Idiopathic (cryptogenic organizing pneumonia)
Connective tissue disease
Drug reaction
Infection (including bacteria, Mycoplasma, fungi, and Pneumocystis )
Human immunodeficiency virus related
Aspiration
Hemorrhage
Hypersensitivity pneumonitis
Malignancy (solid tumor and hematologic)
Posttransplantation (particularly stem cell transplantation)
Postradiation
Inhalational injury (toxic fume or smoke inhalation)
Vasculitis syndromes (particularly granulomatosis with polyangiitis and eosinophilic granulomatosis with polyangiitis [Churg-Strauss syndrome])

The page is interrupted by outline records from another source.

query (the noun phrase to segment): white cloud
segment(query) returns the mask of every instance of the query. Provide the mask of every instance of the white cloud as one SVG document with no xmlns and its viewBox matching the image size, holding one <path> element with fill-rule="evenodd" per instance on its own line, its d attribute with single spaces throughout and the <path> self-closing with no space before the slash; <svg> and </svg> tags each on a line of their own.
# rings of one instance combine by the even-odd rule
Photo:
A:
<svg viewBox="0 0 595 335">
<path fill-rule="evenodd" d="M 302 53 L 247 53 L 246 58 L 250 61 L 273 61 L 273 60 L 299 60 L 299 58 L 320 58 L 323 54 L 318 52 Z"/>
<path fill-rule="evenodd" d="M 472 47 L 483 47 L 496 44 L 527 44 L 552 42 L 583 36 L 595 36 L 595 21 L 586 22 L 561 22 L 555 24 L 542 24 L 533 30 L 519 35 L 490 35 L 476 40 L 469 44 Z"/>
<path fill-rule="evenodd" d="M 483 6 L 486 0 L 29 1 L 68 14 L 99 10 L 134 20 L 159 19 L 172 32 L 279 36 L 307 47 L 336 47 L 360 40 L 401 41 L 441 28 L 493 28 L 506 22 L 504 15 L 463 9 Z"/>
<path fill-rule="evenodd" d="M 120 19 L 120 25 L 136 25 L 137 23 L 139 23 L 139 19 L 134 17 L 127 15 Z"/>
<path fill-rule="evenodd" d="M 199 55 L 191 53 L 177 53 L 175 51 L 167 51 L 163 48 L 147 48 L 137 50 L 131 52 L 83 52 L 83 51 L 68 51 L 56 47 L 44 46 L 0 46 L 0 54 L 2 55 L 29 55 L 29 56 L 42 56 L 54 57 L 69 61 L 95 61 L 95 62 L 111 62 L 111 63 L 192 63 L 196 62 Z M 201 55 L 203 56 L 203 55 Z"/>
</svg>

Inflammatory bowel disease
Nonspecific reaction adjacent to other lesions (e.g., infarct, abscess, and neoplasm)
Cocaine abuse
Anthrax vaccination (rare)
COP accounts for 4% to 12% of cases of idiopathic interstitial pneumonias. The exact incidence and prevalence of COP is not known as many cases are undiagnosed, and cases described in the literature are often based on presumptive diagnosis. Although COP and secondary OP are thought to occur at similar rates, the cause for secondary OP is often difficult to identify or not exhaustively sought after. A population-based epidemiologic review of OP in Iceland estimated that the mean annual incidence of OP was 1.97 per 100,000 population, including 1.10 cases of COP and 0.87 cases of secondary OP per 100,000 population, respectively. COP has an equal sex distribution and is approximately twice as common in nonsmokers than in smokers. The average age of presentation is 50 to 60 years (range, 20–80 years). Occasionally, COP may have seasonal recurrence. In one study the authors reported 12 patients with seasonal recurrence of COP for 3 to 11 years. In all 12 patients symptoms recurred between late February and early May every year, tending to increase in severity each year. One case has been reported of recurrent COP starting 2 to 3 days before the menstrual period and resolving within 5 to 10 days.
Patients usually present with cough and progressive dyspnea of relatively short duration (median, <3 months). The cough may be dry or productive of clear sputum. Other common manifestations include weight loss, chills, and intermittent fever. The clinical presentation mimics that of community-acquired pneumonia. Auscultation usually reveals localized or widespread crackles. Finger clubbing is absent.
OP is characterized histologically by the presence of intraluminal plugs of granulation tissue within alveolar ducts and surrounding alveoli ( Fig. 29.1 ), with or without concomitant granulation tissue polyps within the respiratory bronchioles ( Fig. 29.2 ). The distribution is typically patchy, and the connective tissue is of the same age. Mild associated interstitial inflammation is typically present with type II cell metaplasia and an increase in alveolar macrophages. Even though the American Thoracic Society/European Respiratory Society consensus statement classifies COP as a form of idiopathic interstitial pneumonia, the abnormalities are mainly intraalveolar.